Westlothiana, yaklaşık 338 milyon yıl önce Visean Karbonifer çağının son bölümünde yaşamış sürüngen benzeri bir tetrapod cinsidir. Cinsin üyeleri, günümüz kertenkelelerine yüzeysel bir benzerlik taşıyordu. Cins, tek bir tür olan, Westlothiana lizziae'den bilinmektedir. Tip örneği, 1984 yılında İskoçya, West Lothian, East Kirkton Quarry'deki East Kirkton Kireçtaşı'nda keşfedildi. Bu örnek, fosil avcısı Stan Wood tarafından "kertenkele Lizzie" olarak adlandırıldı ve bu isim diğer paleontologlar ve basın tarafından hızla benimsendi. Numune 1990 yılında resmi olarak adlandırıldığında, bu takma ismin anısına "lizziae" tür adı verildi. Bununla birlikte, benzer vücut şekline rağmen, Westlothiana gerçek bir kertenkele olarak kabul edilmez. Westlothiana'nın anatomisi hem "labirentodont" hem de sürüngen özelliklerinin bir karışımını içeriyordu ve başlangıçta bilinen en eski sürüngen veya amniyot olarak kabul edildi. Ancak, güncellenmiş çalışmalar bu tanımlamanın tamamen doğru olmadığını göstermiştir. Westlothiana, ilk amniyotlardan biri olmak yerine, Amniota'nın oldukça yakın bir akrabasıydı. Sonuç olarak, orijinal tanımdan bu yana çoğu paleontolog, cinsi diadectomorpar ve seymouriamorpar gibi diğer amniyot akrabalarının yanı sıra Reptiliomorpha grubuna yerleştirir. Daha sonraki analizler genellikle cinsi, amniyotlara veya lissamfibiyenlere veya potansiyel olarak aynı anda her ikisine de yakın olabilen olağandışı tetrapodların bir koleksiyonu olan Lepospondyli'nin en erken ayrılan üyesi olarak yerleştirir.

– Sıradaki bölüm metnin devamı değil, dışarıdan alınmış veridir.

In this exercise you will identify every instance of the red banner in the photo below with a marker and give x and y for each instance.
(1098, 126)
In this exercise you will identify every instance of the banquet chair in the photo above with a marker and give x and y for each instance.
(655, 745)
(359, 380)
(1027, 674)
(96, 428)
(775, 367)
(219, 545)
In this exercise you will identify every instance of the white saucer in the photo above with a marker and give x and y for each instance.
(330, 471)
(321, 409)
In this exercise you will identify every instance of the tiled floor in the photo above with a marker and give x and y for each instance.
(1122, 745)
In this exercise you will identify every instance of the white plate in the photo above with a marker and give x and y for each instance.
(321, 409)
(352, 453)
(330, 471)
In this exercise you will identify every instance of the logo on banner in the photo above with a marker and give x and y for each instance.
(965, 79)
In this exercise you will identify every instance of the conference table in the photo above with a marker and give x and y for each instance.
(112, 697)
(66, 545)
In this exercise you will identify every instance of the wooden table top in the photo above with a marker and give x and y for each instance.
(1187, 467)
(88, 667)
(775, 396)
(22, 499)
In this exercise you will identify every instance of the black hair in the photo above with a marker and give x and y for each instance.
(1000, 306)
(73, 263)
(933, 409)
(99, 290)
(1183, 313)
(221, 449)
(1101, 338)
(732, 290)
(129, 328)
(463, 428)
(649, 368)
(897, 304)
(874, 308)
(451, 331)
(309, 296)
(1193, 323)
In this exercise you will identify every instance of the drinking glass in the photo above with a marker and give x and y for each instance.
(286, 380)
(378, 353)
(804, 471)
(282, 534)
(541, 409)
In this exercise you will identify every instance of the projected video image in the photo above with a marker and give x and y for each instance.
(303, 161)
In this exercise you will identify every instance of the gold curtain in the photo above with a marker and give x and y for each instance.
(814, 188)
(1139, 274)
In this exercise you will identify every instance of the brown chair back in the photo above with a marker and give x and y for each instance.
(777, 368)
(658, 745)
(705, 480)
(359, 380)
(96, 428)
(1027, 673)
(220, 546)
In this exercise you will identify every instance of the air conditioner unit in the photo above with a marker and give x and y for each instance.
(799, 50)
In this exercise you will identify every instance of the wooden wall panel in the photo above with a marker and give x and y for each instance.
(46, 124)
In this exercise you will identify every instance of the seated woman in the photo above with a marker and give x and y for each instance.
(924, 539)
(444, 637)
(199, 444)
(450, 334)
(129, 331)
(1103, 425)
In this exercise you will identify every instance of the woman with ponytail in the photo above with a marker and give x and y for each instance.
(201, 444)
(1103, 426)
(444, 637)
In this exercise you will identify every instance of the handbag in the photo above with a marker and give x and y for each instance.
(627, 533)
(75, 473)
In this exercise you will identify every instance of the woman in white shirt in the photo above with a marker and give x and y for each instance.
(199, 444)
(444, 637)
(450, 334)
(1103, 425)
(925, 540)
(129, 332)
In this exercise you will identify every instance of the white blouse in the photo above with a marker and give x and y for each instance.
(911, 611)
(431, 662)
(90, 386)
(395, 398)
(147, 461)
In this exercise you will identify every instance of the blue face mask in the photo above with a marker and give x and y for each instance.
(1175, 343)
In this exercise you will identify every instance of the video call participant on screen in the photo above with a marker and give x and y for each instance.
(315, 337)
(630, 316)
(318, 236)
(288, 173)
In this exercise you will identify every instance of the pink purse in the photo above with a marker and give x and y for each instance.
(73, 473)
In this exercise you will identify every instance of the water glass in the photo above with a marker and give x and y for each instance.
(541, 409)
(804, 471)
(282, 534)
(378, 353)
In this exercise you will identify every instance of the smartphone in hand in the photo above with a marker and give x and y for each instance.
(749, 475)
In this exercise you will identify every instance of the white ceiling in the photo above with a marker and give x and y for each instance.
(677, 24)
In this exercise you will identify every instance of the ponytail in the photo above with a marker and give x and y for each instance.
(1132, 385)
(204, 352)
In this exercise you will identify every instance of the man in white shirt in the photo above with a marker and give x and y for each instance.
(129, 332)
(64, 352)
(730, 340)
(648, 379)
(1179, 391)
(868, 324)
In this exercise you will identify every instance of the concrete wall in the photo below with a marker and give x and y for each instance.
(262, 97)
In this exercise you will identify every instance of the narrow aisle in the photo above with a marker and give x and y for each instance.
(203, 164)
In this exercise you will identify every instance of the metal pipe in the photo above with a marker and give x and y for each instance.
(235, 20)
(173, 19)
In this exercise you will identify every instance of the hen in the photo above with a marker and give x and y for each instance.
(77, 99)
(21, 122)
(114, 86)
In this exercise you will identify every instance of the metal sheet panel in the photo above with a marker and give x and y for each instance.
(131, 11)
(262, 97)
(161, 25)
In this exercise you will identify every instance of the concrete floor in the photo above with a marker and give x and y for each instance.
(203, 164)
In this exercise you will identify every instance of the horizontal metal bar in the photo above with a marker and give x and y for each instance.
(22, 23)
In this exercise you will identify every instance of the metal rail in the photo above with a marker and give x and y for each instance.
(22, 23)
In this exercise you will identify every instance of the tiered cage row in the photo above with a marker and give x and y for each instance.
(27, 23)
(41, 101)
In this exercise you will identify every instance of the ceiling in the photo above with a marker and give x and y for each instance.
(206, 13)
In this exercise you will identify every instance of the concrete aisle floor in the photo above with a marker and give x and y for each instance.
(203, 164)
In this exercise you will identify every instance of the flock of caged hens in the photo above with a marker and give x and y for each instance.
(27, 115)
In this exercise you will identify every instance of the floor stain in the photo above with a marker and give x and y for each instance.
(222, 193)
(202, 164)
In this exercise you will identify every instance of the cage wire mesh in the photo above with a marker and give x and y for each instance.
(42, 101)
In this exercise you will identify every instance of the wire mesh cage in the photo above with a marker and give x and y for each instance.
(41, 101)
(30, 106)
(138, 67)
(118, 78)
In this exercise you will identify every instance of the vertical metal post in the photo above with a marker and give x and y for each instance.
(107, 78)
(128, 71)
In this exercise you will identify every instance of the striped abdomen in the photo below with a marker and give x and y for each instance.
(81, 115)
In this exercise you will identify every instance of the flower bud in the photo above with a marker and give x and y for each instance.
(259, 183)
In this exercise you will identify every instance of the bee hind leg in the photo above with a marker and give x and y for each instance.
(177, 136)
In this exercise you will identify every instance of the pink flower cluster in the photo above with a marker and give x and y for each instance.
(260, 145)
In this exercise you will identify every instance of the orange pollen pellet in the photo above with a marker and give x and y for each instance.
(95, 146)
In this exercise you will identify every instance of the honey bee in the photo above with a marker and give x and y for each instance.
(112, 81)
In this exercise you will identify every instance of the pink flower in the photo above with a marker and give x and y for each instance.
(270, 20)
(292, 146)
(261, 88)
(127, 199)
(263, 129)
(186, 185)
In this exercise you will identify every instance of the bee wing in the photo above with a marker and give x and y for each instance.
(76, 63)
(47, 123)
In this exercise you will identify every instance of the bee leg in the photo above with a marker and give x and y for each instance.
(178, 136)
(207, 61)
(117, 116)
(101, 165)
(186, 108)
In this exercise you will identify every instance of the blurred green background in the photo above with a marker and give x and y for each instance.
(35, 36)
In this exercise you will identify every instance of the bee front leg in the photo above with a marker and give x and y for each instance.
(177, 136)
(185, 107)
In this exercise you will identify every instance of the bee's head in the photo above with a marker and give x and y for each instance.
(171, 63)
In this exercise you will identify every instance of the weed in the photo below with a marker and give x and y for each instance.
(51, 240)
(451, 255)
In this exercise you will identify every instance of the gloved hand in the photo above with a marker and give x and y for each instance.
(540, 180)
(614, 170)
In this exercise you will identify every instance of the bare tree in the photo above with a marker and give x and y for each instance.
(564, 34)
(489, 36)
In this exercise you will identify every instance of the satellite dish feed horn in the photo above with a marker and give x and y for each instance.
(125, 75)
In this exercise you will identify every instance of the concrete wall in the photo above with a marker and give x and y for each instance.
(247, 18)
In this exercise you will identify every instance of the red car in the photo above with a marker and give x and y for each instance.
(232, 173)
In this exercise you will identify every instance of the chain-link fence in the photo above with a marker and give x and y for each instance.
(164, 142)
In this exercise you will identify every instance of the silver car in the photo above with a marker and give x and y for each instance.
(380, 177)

Seymouria, Kuzey Amerika ve Avrupa'nın Erken Permiyen döneminde yaşamış, seymouriamorfların soyu tükenmiş bir cinsidir. Amfipi olmalarına rağmen Seymouria kara yaşamına iyi adapte olmuştu. Birçok sürüngen özelliğine sahip olan bu cinsin üyeleri ilk başta ilkel bir sürüngen zannedilmişti. Seymouria baylorensis ve Seymouria sanjuanensis ilk akla gelen türlerdir. Bunlardan tip tür olan S. baylorensis daha kuvvetli ve özelleşmişti ancak fosillerine sadece Teksas'ta rastlandı. Diğer taraftan S. sanjuanensis daha boldu ve daha geniş bir alana yayılmıştı. Daha küçük olan bu tür iyi korunmuş birçok fosilden bilinmektedir: New Mexico'nun Cutler Oluşumu'ndan çıkarılmış altı adet iskelet ve Almanya'nın Tambach Oluşumu'ndan çıkarılmış, beraber fosilleşmiş tam yetişkin bir çift iskelet.